As reflected by the timeline of identified publications the presented field is constantly expanding, particularly from 2021 onwards, with the expansion in exploitation of ML on exposomics targeting CVDs being predominantly driven by research in the US and Asia. However, the past 4 years the EU has shown an increasing interest in the Human Exposome Project initiating multimillion funding and thus recognizing potential to enhance public health [75].

Two main categories of studies have been identified based on the selected target variable and the application context of the system under development. The first category focuses on forecasting crucial cardiovascular outcomes or associated risk levels while the second targets resource-related variables typically reflecting healthcare demand such as the number of CVD-induced hospital admissions or the identification of peak demand days of hospitalizations. The former studies often aim to identify key determinants of the target outcomes and rank them in terms of feature importance and the latter usually aspires to build and deploy an early-warning system for medical resource allocation and management. Overall, the direction of research efforts falls within the scope of AI-driven health interventions aimed at effective risk stratification, public health surveillance, and health policy planning, all of which are described to contribute to health-related sustainable development goals [76].

Regarding ML techniques, it is noteworthy that ML tasks have been primarily framed in a supervised context, leaving ample space for the exploration of under-researched unsupervised techniques. Overall, a variety of machine learning algorithms spanning from linear to non-linear and ensemble algorithms has been exploited. In many cases different categories of algorithms are employed and compared against each other.

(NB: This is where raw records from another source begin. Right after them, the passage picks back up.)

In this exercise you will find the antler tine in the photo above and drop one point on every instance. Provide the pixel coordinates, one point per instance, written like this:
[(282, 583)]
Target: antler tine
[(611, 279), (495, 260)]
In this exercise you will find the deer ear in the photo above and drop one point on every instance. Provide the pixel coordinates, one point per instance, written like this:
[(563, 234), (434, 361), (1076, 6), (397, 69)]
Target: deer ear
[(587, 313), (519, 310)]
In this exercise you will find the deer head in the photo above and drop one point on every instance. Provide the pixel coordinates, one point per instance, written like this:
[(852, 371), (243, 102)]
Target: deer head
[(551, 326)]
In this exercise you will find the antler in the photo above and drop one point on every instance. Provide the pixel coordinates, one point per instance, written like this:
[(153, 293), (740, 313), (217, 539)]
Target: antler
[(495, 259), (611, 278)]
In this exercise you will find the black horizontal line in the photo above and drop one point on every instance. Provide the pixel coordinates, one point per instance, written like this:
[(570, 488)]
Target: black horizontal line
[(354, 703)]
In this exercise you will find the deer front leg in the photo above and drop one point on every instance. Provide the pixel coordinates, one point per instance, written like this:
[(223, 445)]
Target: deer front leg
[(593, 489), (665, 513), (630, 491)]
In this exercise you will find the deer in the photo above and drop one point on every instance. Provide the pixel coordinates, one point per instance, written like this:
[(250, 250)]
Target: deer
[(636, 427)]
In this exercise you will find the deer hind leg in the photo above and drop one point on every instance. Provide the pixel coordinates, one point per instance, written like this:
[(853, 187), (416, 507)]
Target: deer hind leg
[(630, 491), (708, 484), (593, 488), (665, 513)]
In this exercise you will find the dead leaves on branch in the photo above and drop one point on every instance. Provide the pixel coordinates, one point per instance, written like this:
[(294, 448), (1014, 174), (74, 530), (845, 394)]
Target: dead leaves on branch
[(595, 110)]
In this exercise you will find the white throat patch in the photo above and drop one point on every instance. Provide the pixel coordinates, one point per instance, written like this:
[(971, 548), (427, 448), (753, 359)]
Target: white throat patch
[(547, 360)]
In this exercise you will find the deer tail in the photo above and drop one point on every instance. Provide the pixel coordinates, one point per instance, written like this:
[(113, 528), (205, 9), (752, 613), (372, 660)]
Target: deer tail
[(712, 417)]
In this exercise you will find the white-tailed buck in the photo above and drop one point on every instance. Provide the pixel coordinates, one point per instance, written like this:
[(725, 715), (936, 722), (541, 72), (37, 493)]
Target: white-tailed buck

Ensemble algorithms seem to be the most widely adopted approach and especially Random Forest and XGBoost which frequently rank as the most efficient solutions in comparative experiments. In the context of unsupervised learning and data clustering, more methods could be explored imposing minimal assumptions on data, trying to identify patterns, simplify large datasets and also enhance predictive modeling. An addition to the toolbox of the well-established linear clustering methods would be the case of non-linear clustering algorithms and specifically the so-called manifold learning, which aims to cluster data by identifying the intrinsic manifold upon which the data resides [77].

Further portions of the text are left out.